En Afganistán, ser mujer es ser víctima de una brutalidad cotidiana que nos horroriza. No se trata de casos aislados, sino de una realidad extendida que cada día empeora. Las mujeres afganas son perseguidas y condenadas a vivir bajo el yugo de un patriarcado extremo que recurre a la violencia más atroz para hacerlas doblegarse.
En un país donde más del 80% de sus habitantes se adhieren a la versión más conservadora del Islam, la Sharia, las mujeres son marginadas, relegadas a un papel secundario y convertidas en víctimas de todo tipo de atrocidades. Y es que, en Afganistán, las mujeres no solo son víctimas de la violencia de grupos armados y milicias, sino también del maltrato y la exclusión social que vienen de instituciones tan arraigadas como la familia, la comunidad y el Estado.

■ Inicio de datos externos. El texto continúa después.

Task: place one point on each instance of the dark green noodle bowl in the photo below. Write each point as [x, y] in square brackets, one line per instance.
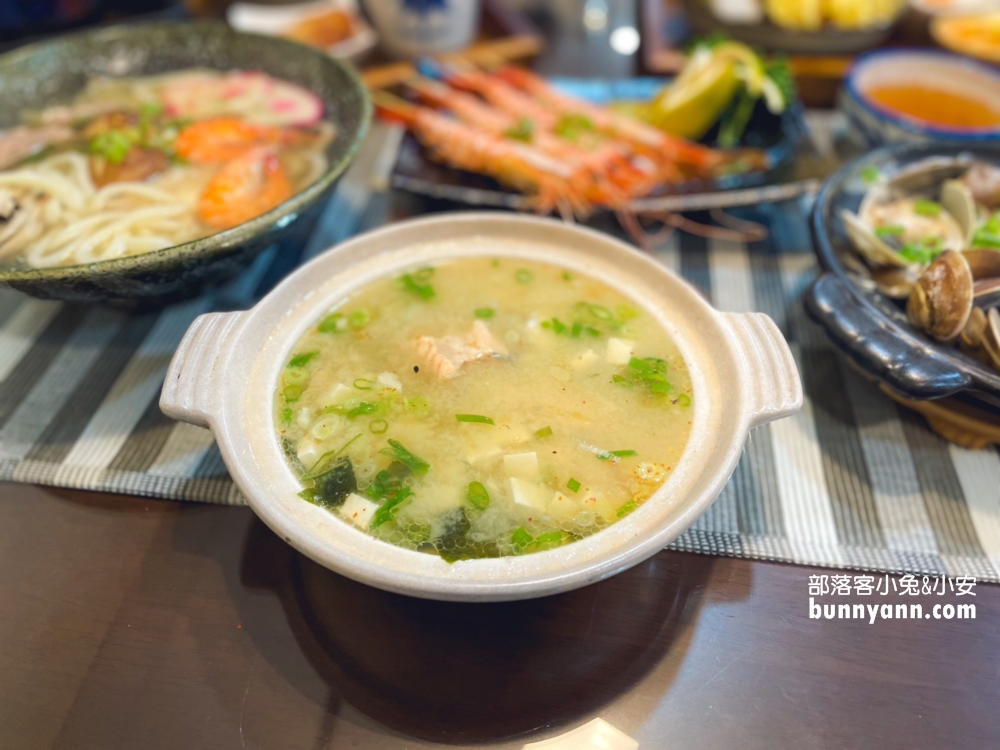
[52, 72]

Las mujeres son objeto de agresiones y violaciones por parte de los talibanes, quienes pueden irrumpir en sus hogares para violarlas y llevárselas a la fuerza para casarlas y obligarlas a tener hijos. Es un crimen ser mujer en Afganistán y el Estado, en lugar de protegerlas, hace la vista gorda o incluso las castiga. Según un informe de la ONU, un abrumador 87% de las mujeres afganas han experimentado algún tipo de violencia en su vida, lo que incluye violaciones, abusos físicos y psicológicos, matrimonios forzados y tráfico de personas.
La situación en Afganistán es desoladora. Las mujeres son sometidas a una opresión prácticamente imposible de imaginar en una sociedad democrática. Lamentablemente, la mínima protección de los derechos humanos no es una realidad en Afganistán, lo que hace necesaria una intervención conjunta de la comunidad internacional para erradicar la lacra de la violencia de género y garantizar la protección efectiva de las mujeres afganas. Hagámoslo, por ellas.